The oma vault move — pulling ANTHROPIC_API_KEY and friends out of shell rc files and into the OS keychain via @napi-rs/keyring — is the kind of fix that looks obvious in hindsight but almost nobody does it until they get bitten. Agent subprocesses reading the parent shell's env is the cheapest credential-leak vector and I haven't seen another agent toolkit close it as a default. The fact that it's the opt-in path for the existing tools and the default for the vault is also the right migration shape.

Two follow-on questions from someone building agent-orchestrated workflows on a much smaller surface (single Apify Actor instead of the full oma harness):

  1. On agent:spawn --isolation=worktree: when the spawned agent makes commits inside the worktree, do you carry them as actual git commits in the parent repo's reflog (visible in git log --all), or are they ephemeral until the merge/discard decision?
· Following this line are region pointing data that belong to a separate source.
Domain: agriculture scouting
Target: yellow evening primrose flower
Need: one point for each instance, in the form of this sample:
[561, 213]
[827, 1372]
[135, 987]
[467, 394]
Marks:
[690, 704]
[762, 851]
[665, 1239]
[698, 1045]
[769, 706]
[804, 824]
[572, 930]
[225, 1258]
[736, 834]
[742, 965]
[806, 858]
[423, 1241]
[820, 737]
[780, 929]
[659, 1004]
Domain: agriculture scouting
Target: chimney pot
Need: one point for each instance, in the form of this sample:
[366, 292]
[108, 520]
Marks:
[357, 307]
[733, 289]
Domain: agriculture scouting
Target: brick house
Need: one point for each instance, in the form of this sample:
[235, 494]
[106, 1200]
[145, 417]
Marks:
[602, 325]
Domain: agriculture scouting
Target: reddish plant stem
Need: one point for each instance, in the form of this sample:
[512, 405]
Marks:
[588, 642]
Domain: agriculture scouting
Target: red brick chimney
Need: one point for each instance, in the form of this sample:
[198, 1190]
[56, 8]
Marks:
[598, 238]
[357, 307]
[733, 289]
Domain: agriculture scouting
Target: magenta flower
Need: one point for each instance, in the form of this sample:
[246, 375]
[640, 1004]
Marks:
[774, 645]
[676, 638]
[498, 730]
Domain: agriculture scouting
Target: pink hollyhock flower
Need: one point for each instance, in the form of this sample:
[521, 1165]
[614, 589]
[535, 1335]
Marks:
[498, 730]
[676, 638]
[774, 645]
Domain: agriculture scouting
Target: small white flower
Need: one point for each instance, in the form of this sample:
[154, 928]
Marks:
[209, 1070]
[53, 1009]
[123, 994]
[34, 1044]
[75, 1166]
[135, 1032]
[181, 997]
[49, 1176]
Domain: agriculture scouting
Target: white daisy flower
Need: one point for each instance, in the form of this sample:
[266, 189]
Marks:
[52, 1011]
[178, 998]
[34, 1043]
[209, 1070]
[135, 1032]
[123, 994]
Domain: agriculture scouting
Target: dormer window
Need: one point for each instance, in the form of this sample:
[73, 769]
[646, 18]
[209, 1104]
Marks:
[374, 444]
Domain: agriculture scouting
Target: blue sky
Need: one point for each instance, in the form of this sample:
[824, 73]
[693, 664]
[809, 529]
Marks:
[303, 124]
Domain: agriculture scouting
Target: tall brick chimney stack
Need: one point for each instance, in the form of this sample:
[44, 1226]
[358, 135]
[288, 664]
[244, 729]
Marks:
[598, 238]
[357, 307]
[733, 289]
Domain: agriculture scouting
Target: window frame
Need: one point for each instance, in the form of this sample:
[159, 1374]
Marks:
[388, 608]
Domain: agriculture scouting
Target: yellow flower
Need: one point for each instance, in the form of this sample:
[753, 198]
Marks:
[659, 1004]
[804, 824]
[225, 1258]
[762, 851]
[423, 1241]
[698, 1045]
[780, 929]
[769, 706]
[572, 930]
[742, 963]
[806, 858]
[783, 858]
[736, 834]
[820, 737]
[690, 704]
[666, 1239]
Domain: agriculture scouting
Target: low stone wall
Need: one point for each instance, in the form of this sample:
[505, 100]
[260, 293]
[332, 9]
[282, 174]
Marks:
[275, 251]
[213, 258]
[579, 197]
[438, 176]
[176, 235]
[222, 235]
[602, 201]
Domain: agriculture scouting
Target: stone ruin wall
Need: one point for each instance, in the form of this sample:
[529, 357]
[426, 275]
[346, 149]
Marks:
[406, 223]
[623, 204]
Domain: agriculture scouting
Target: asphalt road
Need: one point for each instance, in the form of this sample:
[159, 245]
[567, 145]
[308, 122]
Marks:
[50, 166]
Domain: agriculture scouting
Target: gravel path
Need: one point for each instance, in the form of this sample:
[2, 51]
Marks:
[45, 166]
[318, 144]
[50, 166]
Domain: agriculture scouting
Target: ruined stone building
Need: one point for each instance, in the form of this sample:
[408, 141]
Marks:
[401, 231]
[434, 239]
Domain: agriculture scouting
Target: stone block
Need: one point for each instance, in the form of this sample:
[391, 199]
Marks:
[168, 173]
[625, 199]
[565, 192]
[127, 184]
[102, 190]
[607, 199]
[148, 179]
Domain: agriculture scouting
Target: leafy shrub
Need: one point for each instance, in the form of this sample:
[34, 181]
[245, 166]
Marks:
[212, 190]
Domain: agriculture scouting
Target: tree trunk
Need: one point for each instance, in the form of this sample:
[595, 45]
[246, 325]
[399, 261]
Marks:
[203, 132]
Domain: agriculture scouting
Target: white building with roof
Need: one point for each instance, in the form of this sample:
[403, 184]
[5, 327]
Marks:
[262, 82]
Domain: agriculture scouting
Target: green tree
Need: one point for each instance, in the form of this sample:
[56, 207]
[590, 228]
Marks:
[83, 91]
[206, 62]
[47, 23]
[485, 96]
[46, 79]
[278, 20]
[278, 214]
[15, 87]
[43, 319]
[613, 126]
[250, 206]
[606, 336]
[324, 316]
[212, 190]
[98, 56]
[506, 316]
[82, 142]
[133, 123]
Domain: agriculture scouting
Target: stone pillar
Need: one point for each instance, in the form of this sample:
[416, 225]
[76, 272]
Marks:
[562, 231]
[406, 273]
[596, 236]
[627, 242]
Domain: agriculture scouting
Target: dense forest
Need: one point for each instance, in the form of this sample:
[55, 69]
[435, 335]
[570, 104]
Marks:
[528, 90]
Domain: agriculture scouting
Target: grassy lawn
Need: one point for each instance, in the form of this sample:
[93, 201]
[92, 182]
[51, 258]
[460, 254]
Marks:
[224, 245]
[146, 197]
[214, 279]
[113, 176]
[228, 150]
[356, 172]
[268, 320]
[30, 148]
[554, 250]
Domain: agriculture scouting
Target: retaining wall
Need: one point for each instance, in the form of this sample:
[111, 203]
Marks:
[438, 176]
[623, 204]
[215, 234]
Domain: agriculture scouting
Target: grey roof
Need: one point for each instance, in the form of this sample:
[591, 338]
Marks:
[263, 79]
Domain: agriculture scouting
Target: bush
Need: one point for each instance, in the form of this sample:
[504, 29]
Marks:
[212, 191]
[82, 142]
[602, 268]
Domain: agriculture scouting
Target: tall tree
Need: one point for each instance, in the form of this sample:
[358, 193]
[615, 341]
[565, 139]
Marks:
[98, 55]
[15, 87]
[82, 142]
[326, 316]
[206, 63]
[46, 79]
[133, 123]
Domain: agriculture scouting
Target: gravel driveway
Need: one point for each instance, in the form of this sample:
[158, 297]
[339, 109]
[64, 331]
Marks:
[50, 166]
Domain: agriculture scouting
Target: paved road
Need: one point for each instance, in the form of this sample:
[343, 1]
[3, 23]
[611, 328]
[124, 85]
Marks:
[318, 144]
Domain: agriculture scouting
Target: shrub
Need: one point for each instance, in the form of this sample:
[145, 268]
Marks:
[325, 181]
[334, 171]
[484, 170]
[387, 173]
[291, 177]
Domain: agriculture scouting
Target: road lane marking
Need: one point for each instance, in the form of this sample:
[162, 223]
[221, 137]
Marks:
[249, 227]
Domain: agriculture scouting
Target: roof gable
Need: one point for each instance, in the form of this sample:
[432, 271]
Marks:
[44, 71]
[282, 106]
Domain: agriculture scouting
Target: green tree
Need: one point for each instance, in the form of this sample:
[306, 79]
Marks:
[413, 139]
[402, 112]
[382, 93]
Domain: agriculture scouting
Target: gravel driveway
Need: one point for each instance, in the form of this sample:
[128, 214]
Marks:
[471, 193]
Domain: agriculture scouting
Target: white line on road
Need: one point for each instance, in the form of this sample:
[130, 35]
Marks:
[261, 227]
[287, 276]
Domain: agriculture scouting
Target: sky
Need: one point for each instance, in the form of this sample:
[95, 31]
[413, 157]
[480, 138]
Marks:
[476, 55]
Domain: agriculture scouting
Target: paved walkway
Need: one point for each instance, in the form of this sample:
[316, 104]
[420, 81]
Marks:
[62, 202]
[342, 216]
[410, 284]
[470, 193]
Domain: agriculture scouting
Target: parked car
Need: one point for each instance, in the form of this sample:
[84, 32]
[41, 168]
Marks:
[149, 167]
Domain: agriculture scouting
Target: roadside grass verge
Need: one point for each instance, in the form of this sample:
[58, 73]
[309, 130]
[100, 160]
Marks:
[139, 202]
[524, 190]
I'm wondering whether the worktree commits create the kind of audit trail you'd want for "what did the agent actually touch" forensics, vs. just being scratch space.

  2. On oma stats cost telemetry — input-only for now and output tokens next: do you find input-side cost is already the dominant signal for spotting runaway loops, or does the input/output ratio only become diagnostic once you have both? For Apify-side runs the failure mode is usually a producer flooding the input context with retries; output-side cost catches a different failure mode (the model rambling).

The 326 commits / 2 weeks pace is the kind of velocity that produces this level of subsystem coverage. The fact that the same harness benchmarks itself and lands at #1 is a separate honest disclosure that I respect.